Короче, я привез фотоаппарат – цифровики тогда только появились! – и продемонстрировал фото убитой в одежде на секционном столе. И на нем было отчетливо видно, что кровью из раны пропитана ткань сорочки вокруг самой раны, да и то не широко, а вот все потеки крови идут только по направлению к шее, но не вниз, – торжественно произнес Сергей.

– Ну, понятно тогда, – помолчав, сказал Миша Биттер, – племянник наврал, что тетка сидела, когда он вошел!

– Именно! Если бы она сидела, кровь натекла бы до подола, а так… Вот на этом вранье племянник, сука этакая, и попался. Следователь и опера` его легко раскололи. Он потом еще и показал, куда нож спрятал. Влепили ему тогда червонец.

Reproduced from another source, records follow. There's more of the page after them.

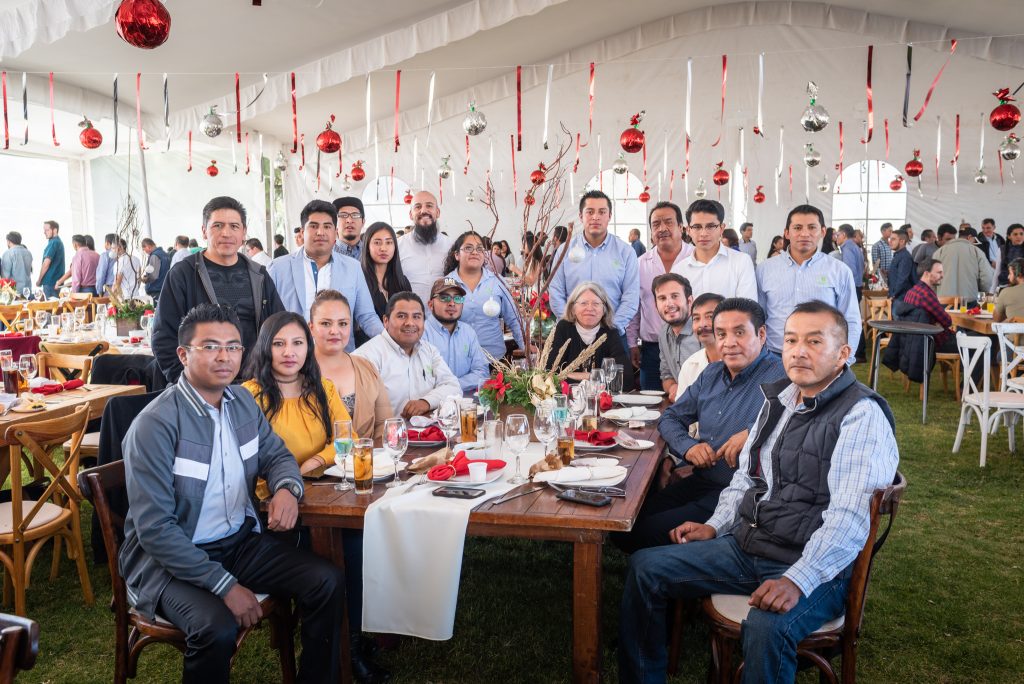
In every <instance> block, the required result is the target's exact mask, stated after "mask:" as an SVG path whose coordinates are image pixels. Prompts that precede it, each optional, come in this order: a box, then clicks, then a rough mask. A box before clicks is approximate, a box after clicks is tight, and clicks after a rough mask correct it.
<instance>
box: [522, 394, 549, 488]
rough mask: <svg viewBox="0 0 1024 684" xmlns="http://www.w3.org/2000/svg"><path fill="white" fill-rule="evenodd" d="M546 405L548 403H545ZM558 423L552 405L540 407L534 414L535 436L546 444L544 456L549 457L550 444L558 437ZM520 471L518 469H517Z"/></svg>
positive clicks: (543, 405)
mask: <svg viewBox="0 0 1024 684" xmlns="http://www.w3.org/2000/svg"><path fill="white" fill-rule="evenodd" d="M545 403H546V402H545ZM557 430H558V422H557V421H556V420H555V409H554V408H552V407H550V405H540V407H538V408H537V413H535V414H534V434H536V435H537V438H538V439H540V440H541V443H542V444H544V455H545V456H547V455H548V451H549V447H548V445H549V443H550V442H551V441H553V440H554V439H555V438H556V437H557V436H558V432H557ZM516 470H517V471H518V467H516Z"/></svg>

– Да-а… – протянул я, – молодец, Сергей! Хотя следователи и сами должны были догадаться. Они ж видели труп на месте.

– А за что он старушку-то? – спросил Михаил.

– Как всегда: за главное мировое зло, за деньги, – ответил Серега, и все занялись чаем… с вяленой рыбкой.

Экспертная ошибка

Допив свою кружечку, Сергей сказал:

– Знаете, мне этот случай очень помог в работе. Я как-то сразу поверил в себя, а ведь когда шел в судебку, побаивался – смогу ли? Ну а еще когда прокурор района сказал следователю, что это эксперт раскрыл преступление, а не он, следователь, и поэтому свою месячную зарплату следователь, как честный человек, должен бы отдать Сергею Федоровичу – то есть мне! – от таких прокурорских слов у меня вообще крылышки за спиной тогда выросли.

– И что, отдал следак зарплату? – заинтересованно перебил его Михаил.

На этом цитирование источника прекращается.